日記4
今日、夢の中に昔付き合っていた彼が出てきた。
彼とは何もかも合わなくて別れた。人との付き合い方も仕事への考え方も、恋愛で重要視する点も。まあ、方向性の違いというものである。
これから夢の話をする。他人の夢ほど興味のない話題はないと思うが、ここは私の日記なので好きに書かせていただきたい。
彼は夢の中でこう言った。
「やり直そう。俺たち。きっとうまくいく。」
夢の中の私は彼に夢中だった。夢の中では彼に振られた。好きな人ができたと。彼はその子と付き合い別れ、また私の元に戻りこのセリフを言うのだ。夢の中の私は、このセリフでとても嬉しそうな顔をしていた。幸せすぎてにやける顔を抑えられていなかったからね。そしてよりを戻してこの夢はおしまい。夢の中の私はハッピーエンドだ。
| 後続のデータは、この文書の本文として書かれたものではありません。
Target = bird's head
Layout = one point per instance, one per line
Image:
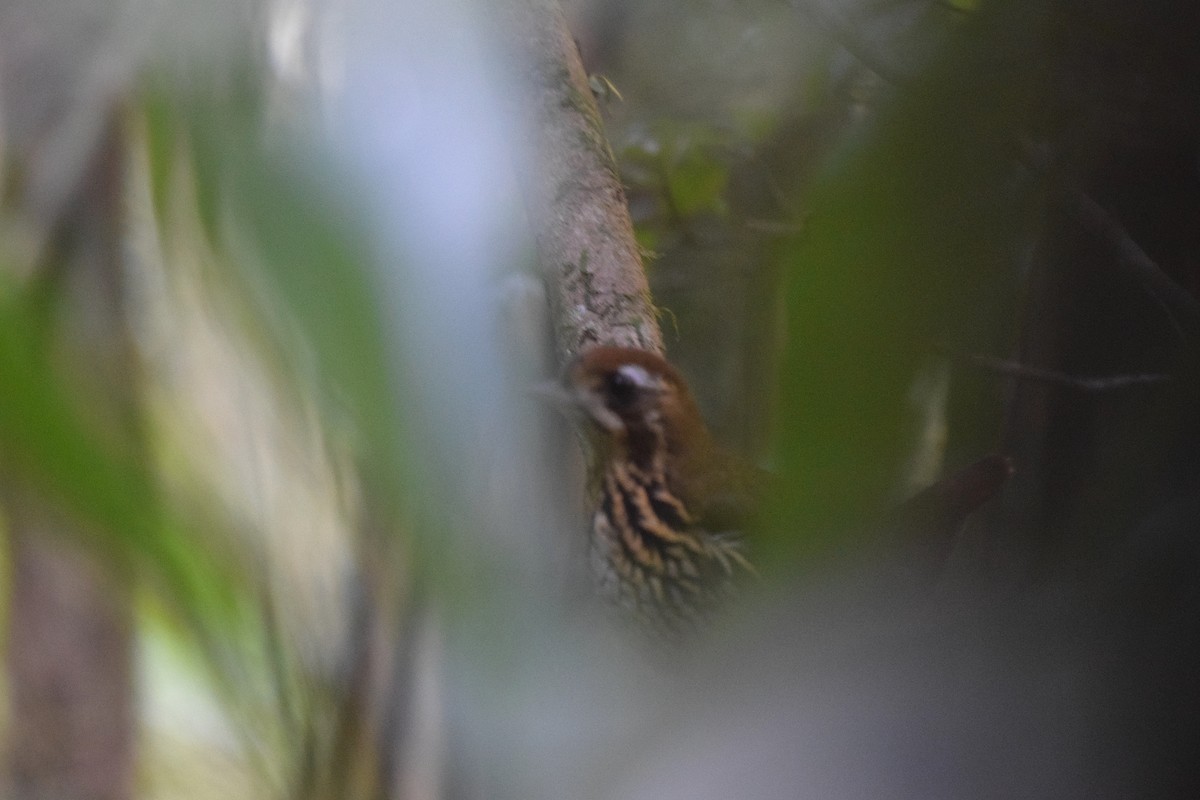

だがその場面を客観的にみている私は、そのバッドエンドに、気分が悪かった。
何せこれは、現実で起こったことだからだ。
過去に全く同じ事が現実に起こった。いや、現実に起こった事を忘れられず、いまだに夢に見ていると言う表現が最適であろうか。
結果的に言うと、この後また喧嘩を繰り返し浮気まがいなことが起きて別れることとなる。
"恋は盲目"
まさにこの言葉が当てはまる恋をしていた。私には彼しかいない。彼がいなくなれば生きていけない。そんなことすら大真面目に思ってしまった。夜も眠れないほど恋焦がれていたんだ。
好きなのに、苦しくて仕方がなかった。
車の助手席から知らない香りが鼻を掠めた時も、知らないアクセサリーをつけてきた時も。
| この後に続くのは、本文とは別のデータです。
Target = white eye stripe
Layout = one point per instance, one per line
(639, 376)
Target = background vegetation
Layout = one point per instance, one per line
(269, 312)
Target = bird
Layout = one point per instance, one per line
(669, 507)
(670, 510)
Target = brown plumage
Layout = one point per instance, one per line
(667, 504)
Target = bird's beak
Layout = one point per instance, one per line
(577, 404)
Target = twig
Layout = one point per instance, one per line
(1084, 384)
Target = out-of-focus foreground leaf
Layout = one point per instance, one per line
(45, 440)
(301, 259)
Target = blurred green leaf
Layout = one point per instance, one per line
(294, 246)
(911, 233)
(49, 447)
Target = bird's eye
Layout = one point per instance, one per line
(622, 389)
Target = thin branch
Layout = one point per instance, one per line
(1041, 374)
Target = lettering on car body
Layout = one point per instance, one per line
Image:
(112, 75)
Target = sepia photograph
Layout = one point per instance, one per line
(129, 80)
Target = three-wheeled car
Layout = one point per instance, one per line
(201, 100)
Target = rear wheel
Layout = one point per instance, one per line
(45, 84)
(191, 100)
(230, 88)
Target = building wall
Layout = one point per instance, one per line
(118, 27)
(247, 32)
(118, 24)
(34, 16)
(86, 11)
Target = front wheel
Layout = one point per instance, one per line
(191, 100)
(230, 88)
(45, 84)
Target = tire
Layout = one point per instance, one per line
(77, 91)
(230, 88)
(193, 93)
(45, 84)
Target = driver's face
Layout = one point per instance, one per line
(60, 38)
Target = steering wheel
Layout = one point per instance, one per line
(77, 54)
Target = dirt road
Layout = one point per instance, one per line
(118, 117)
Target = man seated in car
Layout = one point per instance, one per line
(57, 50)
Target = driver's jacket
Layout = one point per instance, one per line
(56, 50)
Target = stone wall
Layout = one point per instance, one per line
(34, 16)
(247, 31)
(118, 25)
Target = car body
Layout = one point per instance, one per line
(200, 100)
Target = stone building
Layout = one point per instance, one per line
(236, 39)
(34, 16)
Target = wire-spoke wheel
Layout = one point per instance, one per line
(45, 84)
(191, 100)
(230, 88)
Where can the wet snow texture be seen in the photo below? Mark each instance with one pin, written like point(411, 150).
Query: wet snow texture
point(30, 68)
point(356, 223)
しかしある日突然気づく。これは恋ではない。執着だと。その瞬間、酷く安堵した。
もうこの苦しさが恋だと思わなくて済む。苦しいだけが恋だと認識せずに生きられると。
実は人生で初めて付き合った相手だから、恋は苦しんで当たり前のものと感じていたのだ。
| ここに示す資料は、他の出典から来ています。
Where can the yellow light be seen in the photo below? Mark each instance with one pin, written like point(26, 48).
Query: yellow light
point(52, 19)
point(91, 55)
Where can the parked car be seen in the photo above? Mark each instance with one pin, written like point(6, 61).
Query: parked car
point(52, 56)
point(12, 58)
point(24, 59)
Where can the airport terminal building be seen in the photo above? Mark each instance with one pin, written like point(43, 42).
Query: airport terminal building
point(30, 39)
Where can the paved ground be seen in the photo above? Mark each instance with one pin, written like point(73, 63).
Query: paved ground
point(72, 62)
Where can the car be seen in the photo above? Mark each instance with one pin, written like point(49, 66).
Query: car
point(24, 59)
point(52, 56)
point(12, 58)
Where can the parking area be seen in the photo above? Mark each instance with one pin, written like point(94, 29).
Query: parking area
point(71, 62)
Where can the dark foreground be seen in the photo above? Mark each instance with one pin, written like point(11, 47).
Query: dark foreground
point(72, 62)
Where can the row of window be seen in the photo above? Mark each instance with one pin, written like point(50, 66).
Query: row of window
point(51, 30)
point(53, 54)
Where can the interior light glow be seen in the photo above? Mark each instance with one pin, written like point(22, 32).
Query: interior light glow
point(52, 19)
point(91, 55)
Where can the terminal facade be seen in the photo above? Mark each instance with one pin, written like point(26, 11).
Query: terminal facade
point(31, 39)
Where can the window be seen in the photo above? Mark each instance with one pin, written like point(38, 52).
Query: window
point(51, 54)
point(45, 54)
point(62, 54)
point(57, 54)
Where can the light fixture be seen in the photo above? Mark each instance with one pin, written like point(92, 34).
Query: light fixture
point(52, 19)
執着と気付いてからはやることは一つのみ。その後すぐ別れを切り出した。
映画を観に行った後だった。全てが終わった瞬間心が軽くなった。やっと苦しみから抜け出せたからだ。
夢をみてここまで思い出してしまった。しかし、そんなことはもう過去。夢に出てきたからまた意識してしまうほど子供ではないのだ。
何故なら、今私には素敵な彼がいるからだ。
私のコンプレックスまでも好きだと言い、私が苦しい時一緒に泣き、支えてくれる人だ。
だからもうあなたは必要ない。
悪いがいつまでもあなたを好きな私はいない。あなたに執着した私はいない。
だからお願い、もう中途半端に私の目の前に姿を表さないで。まだ私があなたを好きだと思わないで。
さようなら。もう会うことのないあなた。どうか幸せに、それだけを切に願っています。